The shortage of new and used trucks being in much tighter than normal supply has pushed parts, service and body shop business up. “We are repairing trucks and trailers that might not be repaired to the levels we are because there aren’t as many new trucks as the industry would like and you have to wait for parts,” Kendall adds.

Chief Operating Officer Vanessa Ciervo wouldn’t say H.K. Truck Center necessarily is doing more service work as customers are still keeping up with the preventative maintenance on their vehicles, but she thinks they are doing the minimum of what needs to be done to keep their trucks running until they can be traded in when their new trucks are delivered. “I don’t think these people tend to keep them,” she says.
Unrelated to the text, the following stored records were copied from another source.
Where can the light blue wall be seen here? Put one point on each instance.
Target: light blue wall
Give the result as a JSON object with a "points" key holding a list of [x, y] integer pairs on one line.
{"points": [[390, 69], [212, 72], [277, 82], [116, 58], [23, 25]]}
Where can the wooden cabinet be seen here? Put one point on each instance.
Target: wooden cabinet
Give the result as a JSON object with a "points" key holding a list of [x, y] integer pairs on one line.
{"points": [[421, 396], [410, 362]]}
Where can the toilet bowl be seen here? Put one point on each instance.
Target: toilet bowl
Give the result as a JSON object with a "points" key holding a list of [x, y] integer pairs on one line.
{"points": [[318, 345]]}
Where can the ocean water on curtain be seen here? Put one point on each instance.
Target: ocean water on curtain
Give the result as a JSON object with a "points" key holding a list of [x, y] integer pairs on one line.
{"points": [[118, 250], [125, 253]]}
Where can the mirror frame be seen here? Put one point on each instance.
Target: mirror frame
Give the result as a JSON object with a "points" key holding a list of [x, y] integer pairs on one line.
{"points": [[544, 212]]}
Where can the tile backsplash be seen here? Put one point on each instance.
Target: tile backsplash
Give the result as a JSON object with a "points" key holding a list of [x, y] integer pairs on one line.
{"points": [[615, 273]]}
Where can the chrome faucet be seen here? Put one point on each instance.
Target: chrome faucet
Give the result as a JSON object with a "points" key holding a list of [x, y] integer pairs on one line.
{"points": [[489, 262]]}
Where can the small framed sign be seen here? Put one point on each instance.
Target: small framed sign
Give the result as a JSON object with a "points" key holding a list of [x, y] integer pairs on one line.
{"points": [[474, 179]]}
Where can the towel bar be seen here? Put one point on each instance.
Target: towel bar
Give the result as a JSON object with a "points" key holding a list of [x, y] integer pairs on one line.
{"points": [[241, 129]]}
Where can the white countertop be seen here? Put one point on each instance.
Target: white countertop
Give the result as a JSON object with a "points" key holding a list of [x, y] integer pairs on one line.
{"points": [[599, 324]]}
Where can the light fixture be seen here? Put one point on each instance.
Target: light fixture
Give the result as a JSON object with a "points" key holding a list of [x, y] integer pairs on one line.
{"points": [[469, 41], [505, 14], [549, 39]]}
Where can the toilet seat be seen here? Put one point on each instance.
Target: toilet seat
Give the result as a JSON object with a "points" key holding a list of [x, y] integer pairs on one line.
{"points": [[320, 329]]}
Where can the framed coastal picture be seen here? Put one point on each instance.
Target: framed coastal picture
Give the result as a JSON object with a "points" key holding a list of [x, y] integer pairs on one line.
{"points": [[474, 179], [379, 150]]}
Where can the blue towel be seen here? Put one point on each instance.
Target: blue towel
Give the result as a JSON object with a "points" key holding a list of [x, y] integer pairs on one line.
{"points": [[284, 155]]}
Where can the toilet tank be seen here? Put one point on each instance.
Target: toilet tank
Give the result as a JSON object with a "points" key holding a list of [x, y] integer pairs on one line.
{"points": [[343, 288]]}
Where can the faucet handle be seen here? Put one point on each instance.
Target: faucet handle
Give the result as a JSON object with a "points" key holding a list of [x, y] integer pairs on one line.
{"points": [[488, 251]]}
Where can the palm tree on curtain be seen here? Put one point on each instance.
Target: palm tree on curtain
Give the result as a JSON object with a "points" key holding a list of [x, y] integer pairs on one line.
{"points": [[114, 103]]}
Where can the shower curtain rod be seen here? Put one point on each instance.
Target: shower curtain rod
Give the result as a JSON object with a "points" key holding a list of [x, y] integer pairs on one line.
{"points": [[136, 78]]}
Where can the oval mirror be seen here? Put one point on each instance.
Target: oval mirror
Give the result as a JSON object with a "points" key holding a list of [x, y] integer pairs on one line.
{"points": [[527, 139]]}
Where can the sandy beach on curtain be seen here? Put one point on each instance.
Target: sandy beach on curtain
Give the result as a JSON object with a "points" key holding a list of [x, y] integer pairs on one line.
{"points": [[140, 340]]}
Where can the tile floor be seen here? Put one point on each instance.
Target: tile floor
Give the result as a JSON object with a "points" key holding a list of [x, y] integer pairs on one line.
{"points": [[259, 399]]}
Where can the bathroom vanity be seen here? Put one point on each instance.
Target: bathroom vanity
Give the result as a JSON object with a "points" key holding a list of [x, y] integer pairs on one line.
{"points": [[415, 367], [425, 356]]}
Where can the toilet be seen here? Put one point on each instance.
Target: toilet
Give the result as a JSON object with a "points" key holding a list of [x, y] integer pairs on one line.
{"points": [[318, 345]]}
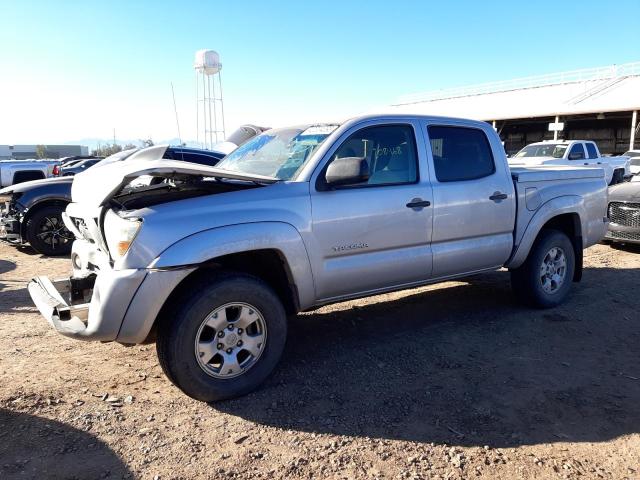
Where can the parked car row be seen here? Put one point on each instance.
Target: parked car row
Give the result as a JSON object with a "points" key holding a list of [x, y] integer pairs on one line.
{"points": [[207, 252], [19, 171], [209, 260], [31, 212], [572, 153]]}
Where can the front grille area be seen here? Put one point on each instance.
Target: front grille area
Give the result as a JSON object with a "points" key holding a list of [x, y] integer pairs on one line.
{"points": [[631, 236], [627, 214]]}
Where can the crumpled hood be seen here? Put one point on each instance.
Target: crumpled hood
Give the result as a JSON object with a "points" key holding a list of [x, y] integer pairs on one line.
{"points": [[26, 186], [531, 160], [625, 192], [100, 183]]}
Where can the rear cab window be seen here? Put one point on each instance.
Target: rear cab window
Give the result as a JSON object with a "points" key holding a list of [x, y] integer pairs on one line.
{"points": [[460, 153], [576, 152]]}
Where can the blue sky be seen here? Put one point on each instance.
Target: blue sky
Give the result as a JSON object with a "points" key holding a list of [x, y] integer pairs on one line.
{"points": [[72, 70]]}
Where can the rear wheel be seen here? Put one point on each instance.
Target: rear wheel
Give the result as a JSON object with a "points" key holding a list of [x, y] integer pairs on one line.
{"points": [[544, 280], [223, 339], [618, 177], [46, 232]]}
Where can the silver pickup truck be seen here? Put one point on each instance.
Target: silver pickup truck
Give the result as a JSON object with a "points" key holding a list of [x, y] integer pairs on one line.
{"points": [[209, 261]]}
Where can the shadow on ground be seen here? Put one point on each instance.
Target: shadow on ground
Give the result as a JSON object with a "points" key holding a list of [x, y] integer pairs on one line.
{"points": [[464, 365], [34, 447]]}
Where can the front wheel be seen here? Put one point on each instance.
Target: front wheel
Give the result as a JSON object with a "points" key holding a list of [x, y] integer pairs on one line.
{"points": [[544, 280], [46, 232], [223, 339]]}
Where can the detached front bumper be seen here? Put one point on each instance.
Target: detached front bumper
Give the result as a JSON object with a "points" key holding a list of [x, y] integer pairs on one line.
{"points": [[114, 305], [67, 319]]}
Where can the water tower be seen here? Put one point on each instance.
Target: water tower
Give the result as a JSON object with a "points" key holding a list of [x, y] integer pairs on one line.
{"points": [[209, 108]]}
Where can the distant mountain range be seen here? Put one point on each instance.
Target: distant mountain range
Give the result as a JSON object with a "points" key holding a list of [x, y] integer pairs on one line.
{"points": [[93, 143]]}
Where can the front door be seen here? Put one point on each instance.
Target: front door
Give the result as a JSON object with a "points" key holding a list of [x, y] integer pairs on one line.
{"points": [[374, 234]]}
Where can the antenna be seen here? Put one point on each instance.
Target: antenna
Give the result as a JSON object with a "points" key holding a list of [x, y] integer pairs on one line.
{"points": [[175, 109], [207, 65]]}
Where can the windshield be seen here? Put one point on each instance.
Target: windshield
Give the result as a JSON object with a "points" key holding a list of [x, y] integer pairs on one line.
{"points": [[278, 153], [555, 150]]}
The aforementioned business is helping to keep South Plainfield, N.J.-based H.K. Truck Center busy, along with other service, as the company is scheduling service appointments as much as two weeks out, and “we’re coming off of probably our best first half ever. Even in this economy, our business is still thriving.”

[RELATED: Used market maintaining optimism despite summer skid]
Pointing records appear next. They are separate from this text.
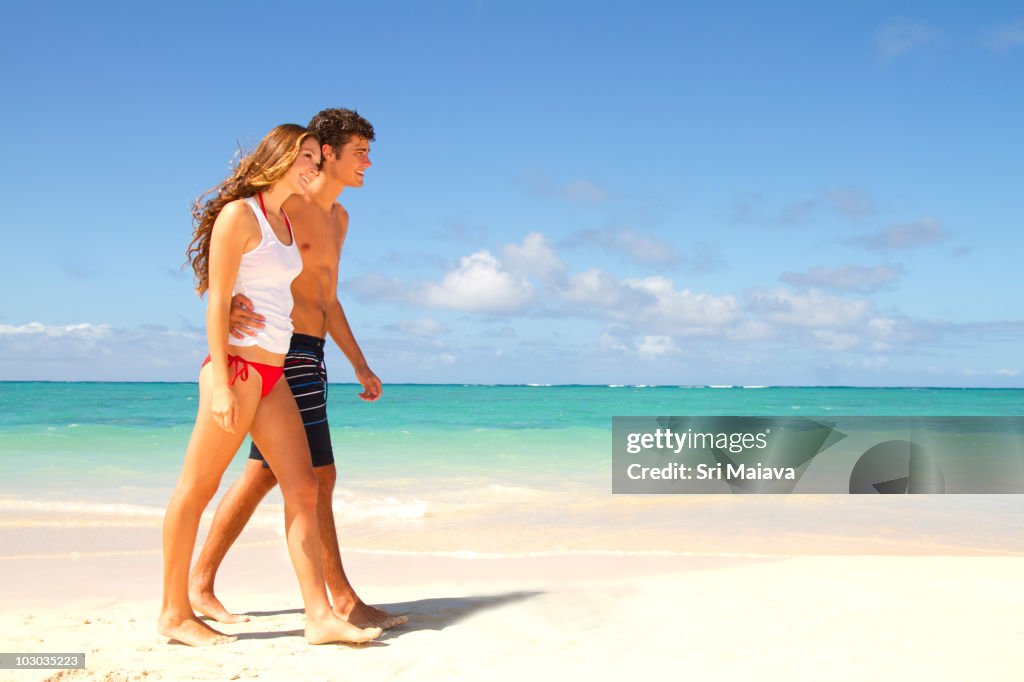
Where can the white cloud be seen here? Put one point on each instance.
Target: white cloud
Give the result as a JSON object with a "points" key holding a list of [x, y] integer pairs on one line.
{"points": [[902, 36], [992, 373], [850, 203], [903, 236], [846, 278], [683, 311], [425, 327], [479, 284], [832, 340], [534, 257], [655, 346], [595, 288], [639, 248], [1005, 38], [813, 309], [578, 192], [90, 351], [84, 331]]}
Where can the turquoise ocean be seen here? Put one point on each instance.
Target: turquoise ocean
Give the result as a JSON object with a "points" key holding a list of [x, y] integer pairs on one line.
{"points": [[469, 467]]}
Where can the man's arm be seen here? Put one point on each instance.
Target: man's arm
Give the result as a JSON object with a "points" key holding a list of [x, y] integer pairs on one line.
{"points": [[341, 333], [244, 321]]}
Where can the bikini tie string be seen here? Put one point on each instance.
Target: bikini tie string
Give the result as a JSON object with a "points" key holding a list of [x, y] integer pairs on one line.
{"points": [[241, 368]]}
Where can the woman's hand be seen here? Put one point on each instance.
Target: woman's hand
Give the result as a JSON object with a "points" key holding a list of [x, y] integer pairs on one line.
{"points": [[224, 408]]}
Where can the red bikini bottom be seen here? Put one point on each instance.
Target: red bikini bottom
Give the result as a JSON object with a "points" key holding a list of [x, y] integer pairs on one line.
{"points": [[240, 366]]}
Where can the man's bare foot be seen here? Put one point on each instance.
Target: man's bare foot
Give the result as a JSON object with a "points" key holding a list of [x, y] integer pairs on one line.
{"points": [[207, 603], [366, 615], [192, 631], [333, 629]]}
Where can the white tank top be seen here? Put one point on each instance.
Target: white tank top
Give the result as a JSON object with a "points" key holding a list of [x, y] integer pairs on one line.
{"points": [[265, 276]]}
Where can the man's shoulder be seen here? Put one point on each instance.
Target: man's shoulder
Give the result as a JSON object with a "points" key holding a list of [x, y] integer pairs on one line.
{"points": [[340, 217]]}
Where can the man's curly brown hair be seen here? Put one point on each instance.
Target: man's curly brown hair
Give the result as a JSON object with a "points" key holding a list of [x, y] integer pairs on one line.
{"points": [[337, 126]]}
More motivation getting trucks into service bays is word on the street pertaining to Department of Transportation road checks, according to Edward Neeley, president, Truck Supply Co. of South Carolina.

“The DOT is just shutting them down from the standpoint of safety and they’re being a little more strict on some things they might have let slide before and you thought were [previously] non-essential. The word around here is don’t take a chance with the DOT,” Neeley says.
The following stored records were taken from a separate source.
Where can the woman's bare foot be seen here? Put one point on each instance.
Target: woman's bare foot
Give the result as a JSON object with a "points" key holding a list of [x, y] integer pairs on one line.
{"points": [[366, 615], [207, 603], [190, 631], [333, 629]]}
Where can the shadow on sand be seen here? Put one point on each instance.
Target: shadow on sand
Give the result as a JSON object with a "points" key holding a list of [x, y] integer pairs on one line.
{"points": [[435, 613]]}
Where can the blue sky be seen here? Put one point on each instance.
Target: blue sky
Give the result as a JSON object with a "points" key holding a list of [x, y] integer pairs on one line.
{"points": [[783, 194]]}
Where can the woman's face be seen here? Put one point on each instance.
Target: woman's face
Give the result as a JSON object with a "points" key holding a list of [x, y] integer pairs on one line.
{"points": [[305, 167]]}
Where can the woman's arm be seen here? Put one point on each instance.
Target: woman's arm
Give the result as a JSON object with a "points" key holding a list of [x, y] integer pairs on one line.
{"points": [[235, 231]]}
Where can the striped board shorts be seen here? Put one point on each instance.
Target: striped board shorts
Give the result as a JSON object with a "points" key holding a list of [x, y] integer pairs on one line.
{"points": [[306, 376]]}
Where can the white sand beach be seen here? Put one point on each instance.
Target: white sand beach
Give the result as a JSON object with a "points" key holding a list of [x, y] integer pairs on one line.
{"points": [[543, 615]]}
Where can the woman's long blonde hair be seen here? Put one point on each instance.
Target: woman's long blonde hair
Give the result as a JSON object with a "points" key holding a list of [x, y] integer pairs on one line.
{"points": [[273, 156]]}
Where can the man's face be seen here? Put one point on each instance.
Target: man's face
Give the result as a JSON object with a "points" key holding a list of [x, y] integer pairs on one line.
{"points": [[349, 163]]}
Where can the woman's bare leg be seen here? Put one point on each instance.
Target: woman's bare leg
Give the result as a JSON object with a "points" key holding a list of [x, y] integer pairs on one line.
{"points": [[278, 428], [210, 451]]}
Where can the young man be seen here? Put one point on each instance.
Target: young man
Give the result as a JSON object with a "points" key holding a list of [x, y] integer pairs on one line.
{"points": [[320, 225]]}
In addition to the DOT work, customers continue to schedule PMs. “The economy is not affecting us one bit,” he says.

Columbia Fleet Service Inc., based in Jessup, Md., is another company the economy doesn’t seem to be affecting.

“Most of the stuff we see is by need [because of safety] and obviously safety is always a top priority for everybody. If you tell them it’s a safety issue, nine times out of 10 they’re going to fix it,” says General Manager Pat Murray.

He says customers might pass on cosmetic repairs but even PM service hasn’t been impacted. “A lot of the bigger fleet customers we have and do PMs for are on a regular schedule, whether it’s every three months or the number of hours or miles it’s driven; they are pretty religious about it,” Murray adds.